My, What a Big Balance Sheet You Have  - cwan
http://www.pehub.com/86167/my-what-a-big-balance-sheet-you-have/

======
devmonk
Market volatility is certainly a valid reason to stay out of investments. Just
take a look at this:

[http://finance.yahoo.com/echarts?s=^VIX+Interactive#chart1:s...](http://finance.yahoo.com/echarts?s=^VIX+Interactive#chart1:symbol=^vix;range=my;indicator=volume;charttype=line;crosshair=on;ohlcvalues=0;logscale=on;source=undefined)

VIX is going down, but fear is not as low as it was in 2005. It's not exactly
the time to be jumping in head first.

For those interested in VIX:

"VIX is the ticker symbol for the Chicago Board Options Exchange Market
Volatility Index, a popular measure of the implied volatility of S&P 500 index
options. Often referred to as the fear index or the fear gauge, it represents
one measure of the market's expectation of stock market volatility over the
next 30 day period. The VIX Index was introduced by Prof.

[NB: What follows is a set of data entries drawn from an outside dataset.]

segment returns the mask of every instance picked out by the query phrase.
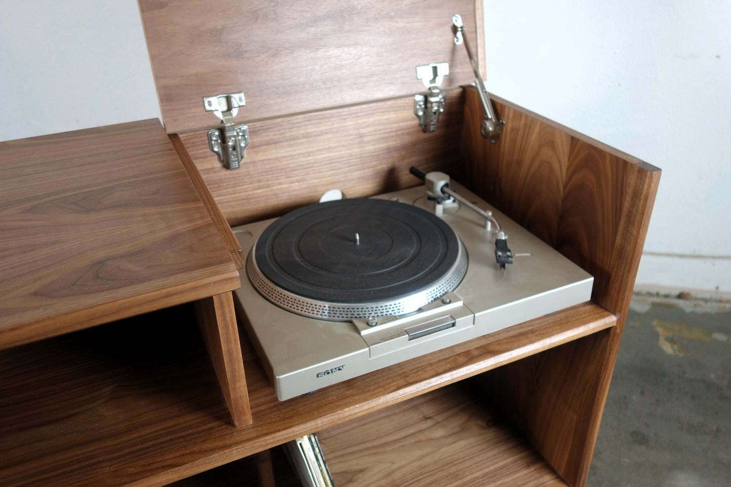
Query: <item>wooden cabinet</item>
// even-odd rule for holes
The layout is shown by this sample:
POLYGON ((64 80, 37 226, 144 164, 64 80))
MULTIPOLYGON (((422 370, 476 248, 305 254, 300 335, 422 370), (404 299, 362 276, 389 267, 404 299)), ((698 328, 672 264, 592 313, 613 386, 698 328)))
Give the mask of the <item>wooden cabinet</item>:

Robert Whaley of
Vanderbilt University in 1993."

(from <http://en.wikipedia.org/wiki/VIX> )

There are a wealth of reasons to be bearish with the market right now, not the
least of which are:

* Market instability over the past few years.

* U.S. government warning public of poor economic outlook.

* Banks having second half of mortgage crisis ("foreclosure crisis").

* USD, Euro, Yen fluctuations and "currency circus" going on internationally.

* Economic crises internationally.

* Continued political issues and terrorism threats on global scale.